# Marketplace on Roofing Contractors W/ Mike Holmes



## svronthmve (Aug 3, 2008)

vos said:


> With the refines what if you are just getting a established and starting the bigness? Also whats the best way to learn how to do estaminets?


Well............the FIRST step would be learning proper grammar and how to spell..................


----------



## vos (Apr 6, 2010)

I am doing what I can with spell check.


----------



## Jason-F (Jul 4, 2009)

FramingPro said:


> yea his roofers estimated my friends roof at 2x, they said it was because they use american shingles:no:, they use IKO, those are same price or cheaper
> 
> wow i just watched it, his roofers are expensive, we got ours done like theirs for $4g


 
I don't think the point trying to be brought to light here is that Mike Holmes is 2x as expensive.


----------



## Duane1982 (Dec 3, 2007)

vos said:


> I am doing what I can with spell check.



Give the guy a break, he's from Oswego and probably has brain freeze from the 150+ inches of snow we have gotten this year...

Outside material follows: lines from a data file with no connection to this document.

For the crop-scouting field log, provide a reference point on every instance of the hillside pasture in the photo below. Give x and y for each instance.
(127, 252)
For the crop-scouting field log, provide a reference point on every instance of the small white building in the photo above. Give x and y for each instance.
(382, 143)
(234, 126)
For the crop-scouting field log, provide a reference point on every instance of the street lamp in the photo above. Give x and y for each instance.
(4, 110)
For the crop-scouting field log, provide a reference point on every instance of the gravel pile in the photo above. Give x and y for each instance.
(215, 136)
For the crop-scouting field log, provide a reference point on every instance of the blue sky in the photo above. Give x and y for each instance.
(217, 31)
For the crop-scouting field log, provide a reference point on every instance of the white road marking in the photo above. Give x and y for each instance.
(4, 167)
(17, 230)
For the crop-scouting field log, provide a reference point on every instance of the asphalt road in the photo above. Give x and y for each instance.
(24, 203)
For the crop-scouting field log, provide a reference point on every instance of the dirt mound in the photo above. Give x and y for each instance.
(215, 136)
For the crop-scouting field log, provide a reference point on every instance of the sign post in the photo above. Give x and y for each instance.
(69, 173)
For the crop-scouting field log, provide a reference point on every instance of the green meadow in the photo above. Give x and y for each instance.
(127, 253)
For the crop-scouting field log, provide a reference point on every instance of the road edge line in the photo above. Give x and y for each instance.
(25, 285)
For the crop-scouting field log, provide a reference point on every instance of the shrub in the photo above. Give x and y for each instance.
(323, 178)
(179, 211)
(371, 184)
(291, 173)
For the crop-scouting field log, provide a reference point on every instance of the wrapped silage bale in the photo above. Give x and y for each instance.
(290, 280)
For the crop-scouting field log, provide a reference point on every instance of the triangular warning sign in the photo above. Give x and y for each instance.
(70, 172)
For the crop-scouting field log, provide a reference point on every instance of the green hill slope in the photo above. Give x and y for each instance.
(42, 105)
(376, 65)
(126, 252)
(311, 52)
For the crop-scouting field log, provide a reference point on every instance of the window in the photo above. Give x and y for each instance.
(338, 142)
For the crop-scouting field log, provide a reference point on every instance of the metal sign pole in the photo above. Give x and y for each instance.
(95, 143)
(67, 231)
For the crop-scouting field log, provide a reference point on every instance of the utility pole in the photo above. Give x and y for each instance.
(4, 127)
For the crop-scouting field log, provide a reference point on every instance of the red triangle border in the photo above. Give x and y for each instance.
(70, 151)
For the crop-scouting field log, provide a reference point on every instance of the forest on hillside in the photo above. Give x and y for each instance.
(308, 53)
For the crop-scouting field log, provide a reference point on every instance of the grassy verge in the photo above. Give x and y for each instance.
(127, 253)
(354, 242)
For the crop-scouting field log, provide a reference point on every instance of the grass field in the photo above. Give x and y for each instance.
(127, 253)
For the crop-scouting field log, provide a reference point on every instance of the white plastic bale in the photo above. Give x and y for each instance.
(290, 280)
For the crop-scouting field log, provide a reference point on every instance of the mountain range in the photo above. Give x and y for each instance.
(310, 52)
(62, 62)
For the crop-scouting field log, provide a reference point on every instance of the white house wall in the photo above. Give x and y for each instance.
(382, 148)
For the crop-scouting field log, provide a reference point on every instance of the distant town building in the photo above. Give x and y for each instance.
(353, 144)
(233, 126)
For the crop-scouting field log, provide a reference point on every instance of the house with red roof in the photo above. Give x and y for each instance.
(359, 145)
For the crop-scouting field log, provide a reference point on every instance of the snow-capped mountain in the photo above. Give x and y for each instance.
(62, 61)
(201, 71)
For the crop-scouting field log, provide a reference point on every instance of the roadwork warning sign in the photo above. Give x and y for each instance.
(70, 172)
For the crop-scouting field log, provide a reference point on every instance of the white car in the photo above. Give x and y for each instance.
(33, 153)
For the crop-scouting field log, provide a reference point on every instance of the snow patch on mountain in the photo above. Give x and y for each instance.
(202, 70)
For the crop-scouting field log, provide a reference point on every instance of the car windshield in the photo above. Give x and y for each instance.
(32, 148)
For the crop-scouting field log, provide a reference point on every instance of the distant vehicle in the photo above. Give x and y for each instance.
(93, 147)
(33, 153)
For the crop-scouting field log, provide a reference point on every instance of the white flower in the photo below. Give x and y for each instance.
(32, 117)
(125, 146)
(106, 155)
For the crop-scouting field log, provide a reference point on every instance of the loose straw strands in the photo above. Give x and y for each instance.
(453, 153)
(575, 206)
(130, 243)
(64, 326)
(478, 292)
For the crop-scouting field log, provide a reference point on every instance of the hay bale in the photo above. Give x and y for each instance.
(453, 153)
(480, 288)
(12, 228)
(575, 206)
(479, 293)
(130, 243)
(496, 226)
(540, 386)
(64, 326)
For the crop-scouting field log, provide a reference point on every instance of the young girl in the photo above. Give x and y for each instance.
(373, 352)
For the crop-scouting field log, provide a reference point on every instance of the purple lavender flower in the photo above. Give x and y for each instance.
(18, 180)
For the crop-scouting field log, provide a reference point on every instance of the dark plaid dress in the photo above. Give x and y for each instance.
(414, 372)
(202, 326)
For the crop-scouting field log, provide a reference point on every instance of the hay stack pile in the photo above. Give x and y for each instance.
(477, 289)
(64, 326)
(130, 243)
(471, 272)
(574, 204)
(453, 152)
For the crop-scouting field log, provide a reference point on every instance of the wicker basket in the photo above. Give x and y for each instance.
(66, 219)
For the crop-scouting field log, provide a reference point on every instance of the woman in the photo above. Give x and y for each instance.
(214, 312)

:laughing::laughing::laughing:


----------



## vos (Apr 6, 2010)

Duane1982 said:


> Give the guy a break, he's from Oswego and probably has brain freeze from the 150+ inches of snow we have gotten this year...
> 
> :laughing::laughing::laughing:


No just cant spell!:sad:


----------



## roof pro (Mar 7, 2011)

I refuse to do ROs I've tried to explain why to people who insist that's what they want. They usually tell me something like: "Let me worry about that" I reply: That's fine, but someone else will have to do it, I refuse.


----------